I mention that just to say that cats get into shit and they fight back. Since I don’t and will never know what ended my amazing little Tito’s life, I need to find a way to cope and I just hope that whatever happened to him would have happened even if someone else was his mom.
Is that twisted to write or even think? I don’t know. I’m a wreck. I’ve cried so many hours and had a really shitty night of barely sleeping.
It was more like laying in my bed distraught that my cat was dead. gone. My worst imaginable, anxiety-provoking thought I can have when I leave my babies actually came to mother fucking fruition.
I’m the biggest animal lover I know. I come from a family of animal lovers. Its literally in my genetics to take care of and become family with dogs and cats.
Zack and I will need to find salvation as we spend the rest of our time off from work in our 1 bedroom apartment in denver with our now only 2 pets 1 cat and 1 dog. I am dreading having the conversation with them. Ingrid, I can’t believe I’m telling you this and you probably already know…
Your little brother is gone and I am so so sorry.
If you made it all the way to the end, thank you for your time. I will be okay . We will be okay. We have to be okay. Every single person who loses a loved one, human or animal has to be okay.
Life isn’t permanent and we can only spend the time we do have enjoying it and snuggling and hugging and laughing and making memories with our communities- the human and animals we meet, and especially the ones we make family.
I’ll miss my Titterson “Tito” Leonard. We are having his remains cremated and a mold made of his tiny little black bean toe paws. I’ll miss his little white gloves.

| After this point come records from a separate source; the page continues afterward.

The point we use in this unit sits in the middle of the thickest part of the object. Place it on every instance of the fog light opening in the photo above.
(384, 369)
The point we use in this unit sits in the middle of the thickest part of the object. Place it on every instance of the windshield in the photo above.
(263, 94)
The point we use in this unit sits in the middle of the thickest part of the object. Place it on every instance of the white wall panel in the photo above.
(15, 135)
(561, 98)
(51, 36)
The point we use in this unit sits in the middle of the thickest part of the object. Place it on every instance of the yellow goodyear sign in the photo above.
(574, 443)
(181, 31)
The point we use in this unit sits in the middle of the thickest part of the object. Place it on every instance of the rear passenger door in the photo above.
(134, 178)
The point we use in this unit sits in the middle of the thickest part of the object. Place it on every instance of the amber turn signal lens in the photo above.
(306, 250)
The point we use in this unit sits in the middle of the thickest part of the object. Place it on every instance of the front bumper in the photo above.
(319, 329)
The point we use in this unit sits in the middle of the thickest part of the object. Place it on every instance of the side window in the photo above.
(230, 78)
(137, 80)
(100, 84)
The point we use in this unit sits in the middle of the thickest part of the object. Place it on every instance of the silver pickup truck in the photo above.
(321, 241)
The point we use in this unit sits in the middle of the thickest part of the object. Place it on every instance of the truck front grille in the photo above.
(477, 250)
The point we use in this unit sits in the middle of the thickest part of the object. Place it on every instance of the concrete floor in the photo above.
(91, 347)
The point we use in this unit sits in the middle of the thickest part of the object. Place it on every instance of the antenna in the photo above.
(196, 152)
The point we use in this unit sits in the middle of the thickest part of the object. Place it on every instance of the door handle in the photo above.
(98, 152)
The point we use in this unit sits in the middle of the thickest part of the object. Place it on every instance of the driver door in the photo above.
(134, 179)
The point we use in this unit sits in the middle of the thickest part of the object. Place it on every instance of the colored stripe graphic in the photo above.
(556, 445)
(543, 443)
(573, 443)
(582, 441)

And if you are wondering we had at least 11 total nicknames for him:
Tito
Tit/Tits
Titterson
Titterton
Tooterson
Tooterson Leonard
Toots
Tootsie
Tootsie McGootsie
Gooseman
Crackman (because he slept in he crack of the couch cushions)
I’m going to close my computer now. With 2% battery it’s going to die soon. This I can see coming. I’ll spend the rest of my flight looking at an album of Tito pictures I made on my drive to the airport. All 480 photos and videos of him. I have even more in text messages with Zack.
Leaving you with these last few words:
Love your pets, never take them for granted.